Rates of infection in the medical mask group were double that in the N95 group. A benefit of respirators is suggested but would need to be confirmed by a larger trial, as this study may have been underpowered. The finding on fit testing is specific to the type of respirator used in the study and cannot be generalized to other respirators.
https://www.ncbi.nlm.nih.gov/pmc/articles/PMC7191274/#bib0019
Not relevant and primary variable is not present - non-mask group. It would be unethical to force HCW to not use masks as a control group. Showed significant good case for bacterial infection prevention, however:
Continuous use of N95 respirators was more efficacious against CRI than intermittent use of N95 or medical masks. Most policies for HCWs recommend use of medical masks alone or targeted N95 respirator use. Continuous use of N95s resulted in significantly lower rates of bacterial colonization, a novel finding that points to more research on the clinical significance of bacterial infection in symptomatic HCWs.
https://pubmed.ncbi.nlm.nih.gov/25903751/
Not relevant unless you want to make a case to not use cloth masks:
Medical masks [more] protective [than cloth Cloth Masks] or Cloth masks increase risk of infection
https://www.ncbi.nlm.nih.gov/pmc/articles/PMC7191274/#bib0017
This one is also inline with the research I've posted:
No significant difference between Masks and targeted N95[quote]Also, any HCWs that wore masks during targeted procedures are adhering to extremely high standards of sanitization. This should be the single largest confounding variable in any of the studies that included targeted procedures in their research groups.
And in this meta-analysis, they conclude similar results to the previous meta-analysis I already posted: N95s are not shown to be more effective than surgical masks. However, what this meta-analysis did find was that N95s had a statistically signfiicant outcome of fewer URIs when N95s were worn continuously.

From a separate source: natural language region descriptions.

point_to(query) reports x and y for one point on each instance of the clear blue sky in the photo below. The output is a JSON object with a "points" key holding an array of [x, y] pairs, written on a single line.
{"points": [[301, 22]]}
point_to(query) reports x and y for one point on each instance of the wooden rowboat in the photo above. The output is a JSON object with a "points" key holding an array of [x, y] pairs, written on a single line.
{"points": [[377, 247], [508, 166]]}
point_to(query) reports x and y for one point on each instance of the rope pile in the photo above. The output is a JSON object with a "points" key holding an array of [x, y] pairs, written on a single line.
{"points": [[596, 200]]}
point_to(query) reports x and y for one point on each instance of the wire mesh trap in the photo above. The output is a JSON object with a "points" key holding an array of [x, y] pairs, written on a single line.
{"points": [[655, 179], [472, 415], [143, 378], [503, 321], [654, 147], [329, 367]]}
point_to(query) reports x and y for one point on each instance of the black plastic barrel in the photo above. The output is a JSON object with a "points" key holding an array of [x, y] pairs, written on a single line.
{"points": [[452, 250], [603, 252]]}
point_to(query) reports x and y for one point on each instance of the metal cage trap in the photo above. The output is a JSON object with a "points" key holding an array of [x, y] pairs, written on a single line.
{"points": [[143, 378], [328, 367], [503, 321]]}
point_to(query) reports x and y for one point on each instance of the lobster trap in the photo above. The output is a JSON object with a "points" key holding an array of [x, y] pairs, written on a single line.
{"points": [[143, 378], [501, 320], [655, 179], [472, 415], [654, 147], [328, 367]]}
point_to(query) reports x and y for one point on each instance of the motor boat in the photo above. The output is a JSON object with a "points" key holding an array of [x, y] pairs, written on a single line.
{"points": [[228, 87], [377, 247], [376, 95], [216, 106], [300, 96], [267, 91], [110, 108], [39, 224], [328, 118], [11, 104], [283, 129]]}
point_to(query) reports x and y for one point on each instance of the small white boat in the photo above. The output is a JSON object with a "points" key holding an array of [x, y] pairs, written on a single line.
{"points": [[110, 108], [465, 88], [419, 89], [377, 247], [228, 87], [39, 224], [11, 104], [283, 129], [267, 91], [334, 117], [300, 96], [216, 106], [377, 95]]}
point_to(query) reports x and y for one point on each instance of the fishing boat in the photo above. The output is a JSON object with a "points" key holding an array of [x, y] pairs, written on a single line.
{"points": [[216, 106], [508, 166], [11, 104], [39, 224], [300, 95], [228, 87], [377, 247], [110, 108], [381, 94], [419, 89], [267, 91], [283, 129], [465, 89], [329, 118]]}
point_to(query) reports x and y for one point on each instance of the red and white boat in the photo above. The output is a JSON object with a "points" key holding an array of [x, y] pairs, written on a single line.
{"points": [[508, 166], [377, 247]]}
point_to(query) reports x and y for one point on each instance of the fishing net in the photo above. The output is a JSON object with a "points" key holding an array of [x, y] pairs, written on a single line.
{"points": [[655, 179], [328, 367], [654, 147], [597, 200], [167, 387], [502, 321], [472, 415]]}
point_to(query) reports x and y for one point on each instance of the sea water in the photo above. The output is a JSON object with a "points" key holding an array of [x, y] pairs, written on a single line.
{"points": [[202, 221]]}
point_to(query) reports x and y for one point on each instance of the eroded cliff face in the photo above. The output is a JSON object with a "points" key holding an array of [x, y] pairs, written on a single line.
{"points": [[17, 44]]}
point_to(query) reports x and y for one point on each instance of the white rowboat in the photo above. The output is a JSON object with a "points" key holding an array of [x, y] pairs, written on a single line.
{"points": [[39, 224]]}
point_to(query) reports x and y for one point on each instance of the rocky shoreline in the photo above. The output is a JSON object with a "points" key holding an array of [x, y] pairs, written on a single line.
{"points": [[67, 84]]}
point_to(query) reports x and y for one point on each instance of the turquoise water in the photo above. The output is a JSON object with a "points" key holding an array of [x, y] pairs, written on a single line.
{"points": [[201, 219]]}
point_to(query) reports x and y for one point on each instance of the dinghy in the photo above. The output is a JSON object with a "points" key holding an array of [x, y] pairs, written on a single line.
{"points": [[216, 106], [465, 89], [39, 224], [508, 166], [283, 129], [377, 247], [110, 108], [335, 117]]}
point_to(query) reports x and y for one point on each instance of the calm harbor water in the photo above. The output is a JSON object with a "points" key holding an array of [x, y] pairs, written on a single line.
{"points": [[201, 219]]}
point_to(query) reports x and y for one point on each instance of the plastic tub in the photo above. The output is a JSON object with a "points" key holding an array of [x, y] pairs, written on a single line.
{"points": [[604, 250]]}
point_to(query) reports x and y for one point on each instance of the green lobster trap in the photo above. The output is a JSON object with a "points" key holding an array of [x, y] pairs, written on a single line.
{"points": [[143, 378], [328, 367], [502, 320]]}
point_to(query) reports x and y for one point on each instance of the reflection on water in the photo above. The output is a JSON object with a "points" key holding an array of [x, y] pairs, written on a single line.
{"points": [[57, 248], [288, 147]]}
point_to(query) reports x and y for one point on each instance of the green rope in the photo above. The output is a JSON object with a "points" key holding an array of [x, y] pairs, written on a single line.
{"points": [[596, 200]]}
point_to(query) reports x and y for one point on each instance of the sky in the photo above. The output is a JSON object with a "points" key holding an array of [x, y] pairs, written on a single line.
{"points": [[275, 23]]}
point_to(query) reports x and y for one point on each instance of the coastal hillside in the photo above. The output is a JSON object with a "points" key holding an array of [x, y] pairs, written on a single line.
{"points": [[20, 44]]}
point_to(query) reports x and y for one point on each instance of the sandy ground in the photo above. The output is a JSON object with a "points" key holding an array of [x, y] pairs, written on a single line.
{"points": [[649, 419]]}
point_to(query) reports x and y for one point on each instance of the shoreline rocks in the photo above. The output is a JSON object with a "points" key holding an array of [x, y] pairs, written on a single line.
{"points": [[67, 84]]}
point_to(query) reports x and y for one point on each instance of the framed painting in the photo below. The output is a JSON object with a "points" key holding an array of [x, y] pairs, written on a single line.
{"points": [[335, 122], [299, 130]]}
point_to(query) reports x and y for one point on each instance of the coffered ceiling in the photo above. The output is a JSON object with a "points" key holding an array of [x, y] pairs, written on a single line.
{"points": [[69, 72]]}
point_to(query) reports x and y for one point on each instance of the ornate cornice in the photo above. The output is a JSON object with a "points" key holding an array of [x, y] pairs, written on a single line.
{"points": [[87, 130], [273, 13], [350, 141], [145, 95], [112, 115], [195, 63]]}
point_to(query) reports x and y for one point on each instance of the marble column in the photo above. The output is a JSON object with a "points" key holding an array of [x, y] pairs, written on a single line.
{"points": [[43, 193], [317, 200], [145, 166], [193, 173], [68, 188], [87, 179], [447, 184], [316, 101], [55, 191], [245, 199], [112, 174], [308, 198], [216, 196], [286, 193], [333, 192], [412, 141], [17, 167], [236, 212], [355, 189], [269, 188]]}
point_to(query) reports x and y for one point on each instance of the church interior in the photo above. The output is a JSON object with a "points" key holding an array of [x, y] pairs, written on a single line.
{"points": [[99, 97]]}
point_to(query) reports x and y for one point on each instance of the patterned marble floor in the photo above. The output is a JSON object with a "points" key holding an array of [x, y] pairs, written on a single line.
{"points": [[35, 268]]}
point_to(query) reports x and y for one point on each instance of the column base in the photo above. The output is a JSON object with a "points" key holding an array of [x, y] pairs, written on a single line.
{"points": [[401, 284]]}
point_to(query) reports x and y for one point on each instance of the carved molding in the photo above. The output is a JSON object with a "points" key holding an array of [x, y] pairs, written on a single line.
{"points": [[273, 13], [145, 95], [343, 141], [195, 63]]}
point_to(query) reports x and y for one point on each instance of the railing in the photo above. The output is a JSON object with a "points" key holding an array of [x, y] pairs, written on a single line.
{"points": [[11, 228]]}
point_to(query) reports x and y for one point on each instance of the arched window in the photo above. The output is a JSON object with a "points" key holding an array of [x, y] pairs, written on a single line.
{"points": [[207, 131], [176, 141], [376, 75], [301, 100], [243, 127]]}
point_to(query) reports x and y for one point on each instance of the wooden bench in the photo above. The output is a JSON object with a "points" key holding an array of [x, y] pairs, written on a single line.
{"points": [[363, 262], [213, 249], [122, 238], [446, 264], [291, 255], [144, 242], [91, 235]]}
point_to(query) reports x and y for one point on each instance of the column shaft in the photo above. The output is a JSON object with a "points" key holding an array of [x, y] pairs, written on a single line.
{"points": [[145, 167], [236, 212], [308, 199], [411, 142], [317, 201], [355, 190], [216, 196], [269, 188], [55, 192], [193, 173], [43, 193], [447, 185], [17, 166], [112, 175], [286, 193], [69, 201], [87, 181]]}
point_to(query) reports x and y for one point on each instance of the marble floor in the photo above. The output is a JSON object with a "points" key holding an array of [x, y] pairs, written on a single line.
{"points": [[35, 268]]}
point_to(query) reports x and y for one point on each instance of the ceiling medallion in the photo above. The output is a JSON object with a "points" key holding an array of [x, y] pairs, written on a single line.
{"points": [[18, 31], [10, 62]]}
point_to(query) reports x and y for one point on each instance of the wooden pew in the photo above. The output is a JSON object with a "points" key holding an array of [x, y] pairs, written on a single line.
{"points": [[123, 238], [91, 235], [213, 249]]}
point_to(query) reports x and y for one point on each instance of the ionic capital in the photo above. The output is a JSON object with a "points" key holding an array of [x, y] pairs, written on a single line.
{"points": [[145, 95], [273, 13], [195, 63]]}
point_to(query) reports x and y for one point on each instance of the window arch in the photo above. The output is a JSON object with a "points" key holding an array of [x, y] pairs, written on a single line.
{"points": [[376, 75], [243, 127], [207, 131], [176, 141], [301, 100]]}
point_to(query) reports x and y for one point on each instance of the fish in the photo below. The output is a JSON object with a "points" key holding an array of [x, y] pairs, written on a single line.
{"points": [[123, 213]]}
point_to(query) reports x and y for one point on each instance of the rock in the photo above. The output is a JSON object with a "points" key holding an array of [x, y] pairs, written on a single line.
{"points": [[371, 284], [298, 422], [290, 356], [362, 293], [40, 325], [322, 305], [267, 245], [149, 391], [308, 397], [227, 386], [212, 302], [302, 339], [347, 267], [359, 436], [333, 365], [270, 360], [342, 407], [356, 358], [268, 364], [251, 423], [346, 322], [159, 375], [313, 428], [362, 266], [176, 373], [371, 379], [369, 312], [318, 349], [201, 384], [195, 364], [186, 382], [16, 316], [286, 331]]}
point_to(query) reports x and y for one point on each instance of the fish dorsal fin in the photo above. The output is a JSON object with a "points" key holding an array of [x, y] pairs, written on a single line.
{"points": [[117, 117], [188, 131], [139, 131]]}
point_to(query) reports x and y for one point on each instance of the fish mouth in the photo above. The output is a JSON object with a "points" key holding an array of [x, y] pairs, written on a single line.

Additionally, one study did include a non-mask control group (but it cannot be considered an RCT because, in order for it to be a true RCT, you'd have to have the study group performing the same "services/care" in similar environments and control for other variables such as time on shift, age, and vaccination). Guess what it found? Almost no difference between the non-mask group and the medical mask group:
https://www.ncbi.nlm.nih.gov/pmc/articles/PMC7191274/#bib0020
[quote]We showed lower rates of infection outcomes in the medical mask arm compared to control, but the difference was not significant
Here is also another outcome that does not favor your position:
https://www.ncbi.nlm.nih.gov/pmc/articles/PMC7191274/#bib0036
A trial of 105 sick patients wearing a mask (or no mask) in the household found no significant difference between arms
However, another study they included did study no-mask vs. mask. And when they controlled for laboratory results (ILI), there was no difference. Meaning, the ILI symptoms being self-reported, demonstrating a lower rate of ILI symptoms, was placebo. Wearing a mask provides a placebo effect which I think explains most of the mask wearing benefits we see - all placebo:
Based on developing syndromic ILI, less contacts became symptomatic in the 'mask' tents compared to the 'control' tents (31% versus 53%, p= 0.04). However, laboratory results did not show any difference between the two groups. This pilot study shows that a large trial to assess the effectiveness of facemasks use at Hajj is feasible.